The details of the case are complex and include allegations of political pressure, and of misrepresentation of material. We have no intention to try to evaluate the merits of the case, nor are we in a position to do so. Nonetheless some of the issues raised are pertinent to our discussion. The statements of both Boschi and De Bernardinis would have been grounded in the knowledge that earthquake swarms are very common in seismically active regions such as Abruzzo but only a very small percentage are precursors to major quakes. In fact, seismologists claim that it is virtually impossible to predict major earthquakes. Yet we can note a difference in the level of certainty communicated in the two judgments. Boschi’s judgment that a major earthquake was unlikely could be characterized as a reasonably confident judgment, but in alluding to the possibility of such a quake, it communicated a degree of uncertainty in the judgment.
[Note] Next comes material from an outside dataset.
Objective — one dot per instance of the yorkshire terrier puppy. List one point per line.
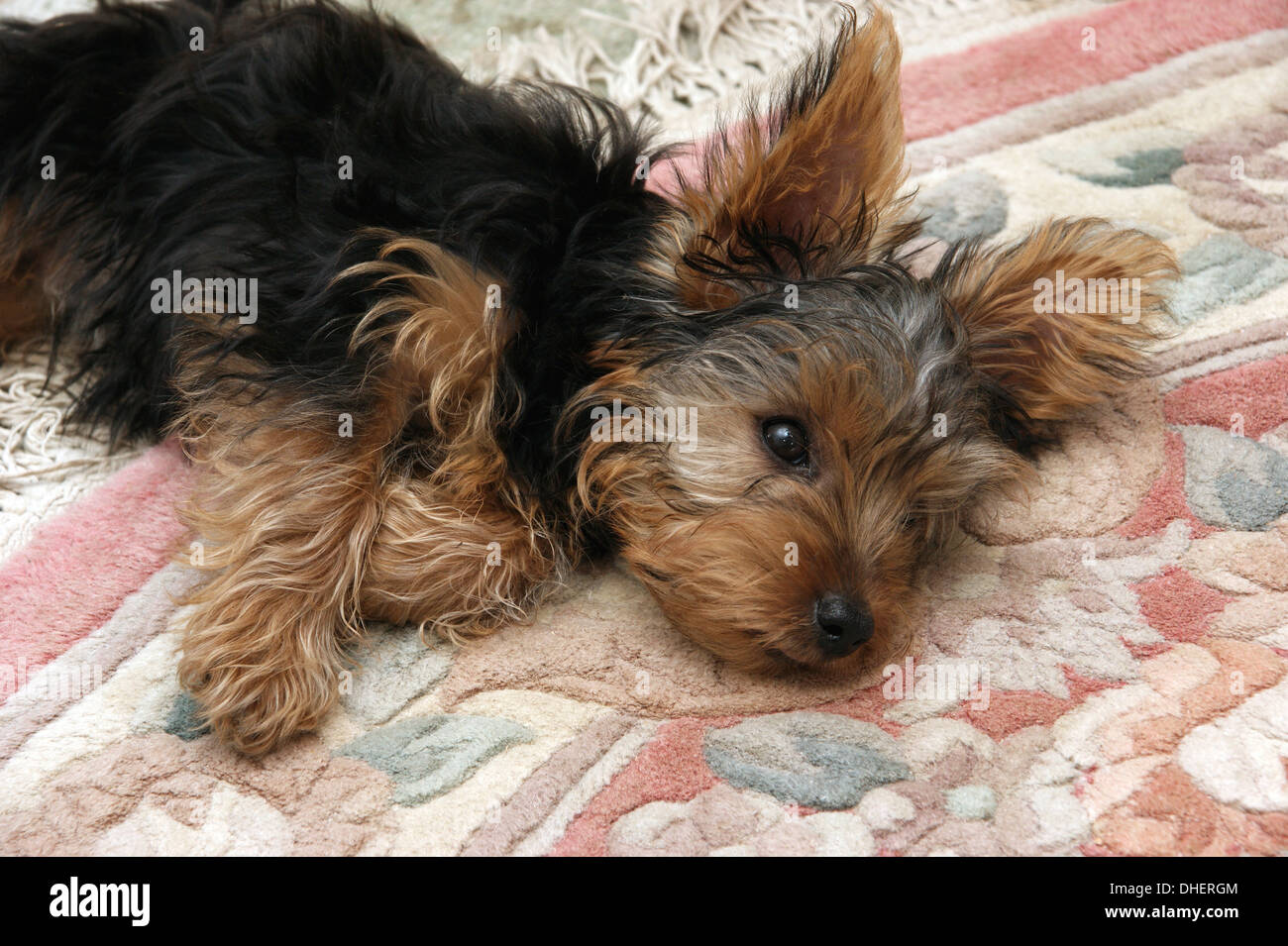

De Bernardinis, in contrast, seemed to be making a very confident judgment that there was no danger of a major quake. His judgment made no reference to the possibility, slight though it may have been. The risk was indeed very low, but not non-existent. Thus his pronouncement, communicated to the public, that there was “no danger” was epistemically overly confident, expressing an unreasonable degree of certainty.

The scientists and officials in question were considered epistemic authorities and the level of certainty communicated by them to members of the public appears to have affected the public’s actions. A local investigator, Inspector Lorenzo Cavallo, is quoted as saying: “The Commission calmed the local population down following a number of earth tremors. After the quake, we heard people’s accounts and they told us they changed their behaviour following the advice of the commission” (Watt, S. 2011). This account is corroborated repeatedly by witnesses testifying at the trial (Billi 2013).

The specifics of this particular case are complex and contested, and it would be inappropriate and imprudent to attempt to pass any judgments. One thing that we do think that the case demonstrates, however, is a strong recognition of the responsibility to communicate the epistemically appropriate degree of certainty or uncertainty in our judgments. It is unreasonable, (epistemically inappropriate) to make or hold a judgment without the appropriate degree of uncertainty given the evidence. It is, in addition, a communicative and perhaps a moral failure to communicate a judgment without the appropriate expression of epistemic uncertainty.

We would like to thank Monica Bhattacharjee for her contribution to the preparation of this paper.

i. Surprisingly given his thesis, Adler does acknowledge that “there are loads of arguments that end with qualified conclusions, including, ‘plausible’ or, more equivocally, ‘the best explanation is’” (p. 7). But the rest of his argumentation leads us to believe that he would reconcile this apparent contradiction by asserting that such arguments are not cogent, i.e., they are not arguments which can be put forward for acceptance.